Six months into this administration’s policy of naira devaluation, the rough edges of the measure have dented the health sector, as the high cost of medicines, too high to be afforded by low-income earners, has emerged as a serious social problem. A failed attempt by government to merge the so-called official and parallel foreign exchange markets has shot up the cost of the US dollar. A recent report by the Daily Trust newspaper indicated that the retail prices of pharmaceutical drugs, mostly imported from China, India, Pakistan, and parts of Europe, have skyrocketed by about 300 per cent, over and above the value of the naira, creating serious health crisis in the country.
This ugly trend was foreseen, but the authorities played the ostrich by pretending that the people would adjust to the consequences of its disastrous forex policy. Sensing that the cost of producing common medicines was made impossible by the difficulty in accessing forex at affordable rate, and considering the weakening purchasing power of the Nigerian public, several international pharmaceutical companies relocated their concerns from Nigeria to neighbouring countries.

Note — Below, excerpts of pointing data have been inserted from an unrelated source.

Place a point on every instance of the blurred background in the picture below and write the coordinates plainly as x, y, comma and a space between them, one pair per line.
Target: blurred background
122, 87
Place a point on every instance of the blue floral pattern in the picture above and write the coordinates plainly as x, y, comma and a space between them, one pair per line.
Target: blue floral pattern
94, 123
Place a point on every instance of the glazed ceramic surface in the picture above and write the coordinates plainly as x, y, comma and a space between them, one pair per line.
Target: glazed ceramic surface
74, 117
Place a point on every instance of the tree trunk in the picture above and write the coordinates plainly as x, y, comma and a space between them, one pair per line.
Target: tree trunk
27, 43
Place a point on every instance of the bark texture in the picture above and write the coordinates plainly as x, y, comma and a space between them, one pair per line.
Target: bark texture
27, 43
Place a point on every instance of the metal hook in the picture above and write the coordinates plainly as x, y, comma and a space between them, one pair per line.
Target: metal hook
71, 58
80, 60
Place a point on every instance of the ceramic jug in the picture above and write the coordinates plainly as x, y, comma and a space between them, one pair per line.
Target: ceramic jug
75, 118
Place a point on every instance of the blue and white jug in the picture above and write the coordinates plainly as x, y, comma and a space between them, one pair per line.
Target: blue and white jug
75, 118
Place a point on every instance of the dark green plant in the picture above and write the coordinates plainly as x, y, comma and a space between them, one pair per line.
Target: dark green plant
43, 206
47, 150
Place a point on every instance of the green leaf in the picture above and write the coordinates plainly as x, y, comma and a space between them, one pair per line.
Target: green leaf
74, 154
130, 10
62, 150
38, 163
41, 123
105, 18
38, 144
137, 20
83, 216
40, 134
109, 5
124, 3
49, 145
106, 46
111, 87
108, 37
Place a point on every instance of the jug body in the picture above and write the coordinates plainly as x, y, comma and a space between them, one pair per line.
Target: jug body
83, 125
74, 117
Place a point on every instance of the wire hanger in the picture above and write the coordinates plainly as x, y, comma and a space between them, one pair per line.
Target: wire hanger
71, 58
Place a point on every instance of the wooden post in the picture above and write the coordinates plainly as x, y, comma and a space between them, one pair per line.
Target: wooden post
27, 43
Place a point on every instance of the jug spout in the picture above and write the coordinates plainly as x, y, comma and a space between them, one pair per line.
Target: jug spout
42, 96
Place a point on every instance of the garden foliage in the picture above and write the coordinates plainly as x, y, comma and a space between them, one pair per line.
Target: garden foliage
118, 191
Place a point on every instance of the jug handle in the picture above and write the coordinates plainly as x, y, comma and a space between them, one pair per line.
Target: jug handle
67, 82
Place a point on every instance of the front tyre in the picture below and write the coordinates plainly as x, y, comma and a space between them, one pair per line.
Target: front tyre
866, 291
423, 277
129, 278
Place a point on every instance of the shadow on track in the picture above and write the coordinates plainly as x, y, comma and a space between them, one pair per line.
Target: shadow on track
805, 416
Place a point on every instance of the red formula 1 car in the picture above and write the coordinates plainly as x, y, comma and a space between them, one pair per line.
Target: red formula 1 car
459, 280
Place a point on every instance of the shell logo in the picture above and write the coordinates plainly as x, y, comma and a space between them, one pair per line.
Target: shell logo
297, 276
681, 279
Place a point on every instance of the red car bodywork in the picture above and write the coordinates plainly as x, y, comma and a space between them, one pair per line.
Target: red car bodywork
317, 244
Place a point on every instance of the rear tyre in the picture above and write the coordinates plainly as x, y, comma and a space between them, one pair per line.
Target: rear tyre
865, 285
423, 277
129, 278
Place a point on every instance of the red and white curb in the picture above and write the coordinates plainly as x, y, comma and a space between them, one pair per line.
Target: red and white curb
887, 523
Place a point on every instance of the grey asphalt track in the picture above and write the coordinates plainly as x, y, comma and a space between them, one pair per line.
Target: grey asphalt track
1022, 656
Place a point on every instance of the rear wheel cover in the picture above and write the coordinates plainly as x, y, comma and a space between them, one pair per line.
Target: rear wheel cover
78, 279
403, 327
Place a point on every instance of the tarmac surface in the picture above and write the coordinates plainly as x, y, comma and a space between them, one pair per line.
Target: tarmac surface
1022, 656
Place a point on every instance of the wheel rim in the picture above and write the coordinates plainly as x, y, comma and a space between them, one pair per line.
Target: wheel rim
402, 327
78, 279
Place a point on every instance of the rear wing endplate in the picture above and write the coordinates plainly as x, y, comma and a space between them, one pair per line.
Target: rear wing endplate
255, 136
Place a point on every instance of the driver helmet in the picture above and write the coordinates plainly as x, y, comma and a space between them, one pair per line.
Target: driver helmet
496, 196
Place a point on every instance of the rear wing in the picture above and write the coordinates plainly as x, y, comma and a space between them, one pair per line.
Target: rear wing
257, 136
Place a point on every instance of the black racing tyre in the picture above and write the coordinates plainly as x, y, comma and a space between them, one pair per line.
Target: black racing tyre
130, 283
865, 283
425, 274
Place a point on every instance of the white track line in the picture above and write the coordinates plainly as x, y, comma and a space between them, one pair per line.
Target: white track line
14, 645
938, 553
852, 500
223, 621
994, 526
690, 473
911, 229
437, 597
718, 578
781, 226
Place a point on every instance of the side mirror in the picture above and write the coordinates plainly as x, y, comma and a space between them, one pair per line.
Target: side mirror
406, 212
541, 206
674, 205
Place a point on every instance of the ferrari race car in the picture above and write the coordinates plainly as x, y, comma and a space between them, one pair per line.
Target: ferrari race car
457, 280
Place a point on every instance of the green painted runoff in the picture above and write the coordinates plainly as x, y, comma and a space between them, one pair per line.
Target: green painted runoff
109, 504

Companies like GlaxoSmithKline (GSK), thought to be rooted in the Nigerian health sector for decades, shut down its operations. Unilever Nigeria changed its business model by ceasing to produce homecare products, among them pharmaceutical drugs. Even the few other local pharmaceutical firms still operating in the country have huge financial barriers, due to the high cost of importing Active Pharmaceutical Ingredients (APIs), epileptic power supply, general inflationary trend and the forex crisis.
The predicament facing the country today is the consequence of the lack of long-term plan for the health sector. The existing government-funded primary, secondary and tertiary health sectors have since been reduced to consulting clinics, as patients have to make out-of-pocket purchases for medicines. No responsible leadership leaves its healthcare to chance; they put in place structures for research and manufacturing of critical pharmaceutical medicines for their citizens. Even Third World countries like India, Pakistan, Indonesia, Malaysia, South Korea, Taiwan… have laid the solid foundation for the manufacture, distribution and availability of essential medicines for local consumption and export. But not Nigeria.
The situation in Nigeria, in spite of its potential to become an exporter of medicines, is the reverse, as the country is almost a net importer of essential medicines. If there were a solid local production arrangement, the forex policy shouldn’t have created the kind of upset Nigerians as exposed to in the aftermath of the devaluation of the naira.
Now, the people are at the mercy of peddlers of substandard or fake medicines and the dangerous but ubiquitous herbal solutions to all kinds of ailments being sold from rural communities to urban centres. The predicament has created a boost for these killer dealers in medicines who are even emboldened by the fact that regulatory agencies are either in bed with them or have gone to sleep on their responsibilities. The people are left to their fate.
Healthcare is very critical to the survival of the society. Therefore, the Bola Ahmed Tinubu administration must not throw up its arms and expect the confusion to settle without strategic interventions. First, we call on government to make provisions for a special fund to support local manufacturers of essential drugs. They could be given loans and advances at, perhaps, a single-digit interest rate, to enable them import APIs, manufacture and sell the drugs to the Nigerian populace without being put under the pressure to repay to banks at the deadly double-digit interest rate.
Alternatively, we encourage government to revisit its decision on the collapse of the forex windows, by creating a special window for importers of essential raw materials for the manufacture of essential drugs. The government could also remove or reduce the tariff on importation of APIs and some essential drugs, in order to beat down the cost the final consumer pays on such medicines.
The Tinubu administration could also borrow a leaf from the Petroleum Trust Fund (PTF) approach during the military regime to healthcare. At that time, part of the gains that accrued to the government from the increase in the pump price of petrol was used to subsidize the cost of essential drugs at hospitals across the country. Under that arrangement, PTF, noticing the out-of-stock syndrome in Nigeria’s hospitals and clinics, called a meeting of stakeholders, among them pharmaceutical companies and the Manufacturers Association of Nigeria (MAN). The PTF identified the essential drugs, paid for their manufacture locally and bore the cost of distributing them across Nigeria, at almost no cost to the final consumer. The subsidy was a huge relief to the people, a measure that many reflect upon now with nostalgia.
This government could tinker with the provisions of the Procurement Act in order to embark on such an emergency measure to deal with the unaffordable cost of pharmaceutical drugs in the country. Without an urgent subsidy on medicines, the country will soon run into a serious crisis in the health sector.